Apache Impala is an open-source massively parallel processing SQL query engine for processing and analyzing large datasets in real-time. It was developed by Cloudera and is based on Google's Dremel paper. Impala supports SQL-like queries and works seamlessly with Hadoop Distributed File System (HDFS) and Apache HBase. In this tutorial, we will learn how to perform CRUD (Create, Read, Update, Delete) operations using Impala.
Prerequisites Before we begin, make sure that you have installed the following on your system via Cloudera Data Platform:
- Impala (version 3.0 or later)
- Impala Shell (impala-shell)
- Hadoop Distributed File System (HDFS)
To connect to Impala, open the Impala Shell by running the following command in your terminal:
impala-shell
You will see the Impala Shell prompt:
[quickstart.cloudera:21000] >
#Type quit; to exit the Impala Shell.
To create a table in Impala, we use the CREATE TABLE statement. Let's create a table named employees with the following schema:
id INT,
name STRING,
age INT,
salary FLOAT
To create the table, run the following command in the Impala Shell:
CREATE TABLE employees (
id INT,
name STRING,
age INT,
salary FLOAT
)
ROW FORMAT DELIMITED
FIELDS TERMINATED BY ',';
This creates an empty table with the specified schema.
To insert data into the table, we use the INSERT INTO statement. Let's insert some data into the employees table:
INSERT INTO employees VALUES
(1, 'John Doe', 30, 50000.0),
(2, 'Jane Smith', 25, 45000.0),
(3, 'Bob Johnson', 35, 60000.0),
(4, 'Mary Brown', 28, 55000.0);
This inserts four rows of data into the employees table.
To retrieve data from the table, we use the SELECT statement.

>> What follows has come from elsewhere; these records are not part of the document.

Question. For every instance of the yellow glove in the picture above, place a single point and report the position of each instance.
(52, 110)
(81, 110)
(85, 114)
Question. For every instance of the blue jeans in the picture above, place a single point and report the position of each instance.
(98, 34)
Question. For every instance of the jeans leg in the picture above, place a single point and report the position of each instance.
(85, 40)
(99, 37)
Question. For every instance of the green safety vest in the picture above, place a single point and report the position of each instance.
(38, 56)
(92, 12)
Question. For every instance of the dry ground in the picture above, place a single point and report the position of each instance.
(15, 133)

Let's retrieve all the data from the employees table:
SELECT * FROM employees;
This retrieves all the data from the employees table.

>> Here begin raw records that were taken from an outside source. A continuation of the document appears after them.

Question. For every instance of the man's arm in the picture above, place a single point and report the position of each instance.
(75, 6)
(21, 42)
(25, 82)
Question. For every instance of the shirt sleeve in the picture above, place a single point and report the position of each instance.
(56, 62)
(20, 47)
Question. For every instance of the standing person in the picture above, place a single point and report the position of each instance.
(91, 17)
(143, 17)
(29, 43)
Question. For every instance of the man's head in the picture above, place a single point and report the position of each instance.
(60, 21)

To update data in the table, we use the UPDATE statement. Let's update the salary of the employee with id 1 to 55000.0:
UPDATE employees SET salary = 55000.0 WHERE id = 1;
-- This updates the salary of the employee with id 1 to 55000.0.
To delete data from the table, we use the DELETE FROM statement. Let's delete the employee with id 2:
DELETE FROM employees WHERE id = 2;
-- This deletes the employee with id 2 from the employees table.
In this tutorial, we learned how to perform CRUD operations using Impala. We created a table, inserted data, retrieved data, updated data, and deleted data. Impala is a powerful SQL query engine that can process and analyze large datasets in real-time. With its support for HDFS and HBase, Impala is a great tool for data analysts and data scientists who need to analyze large datasets quickly and efficiently.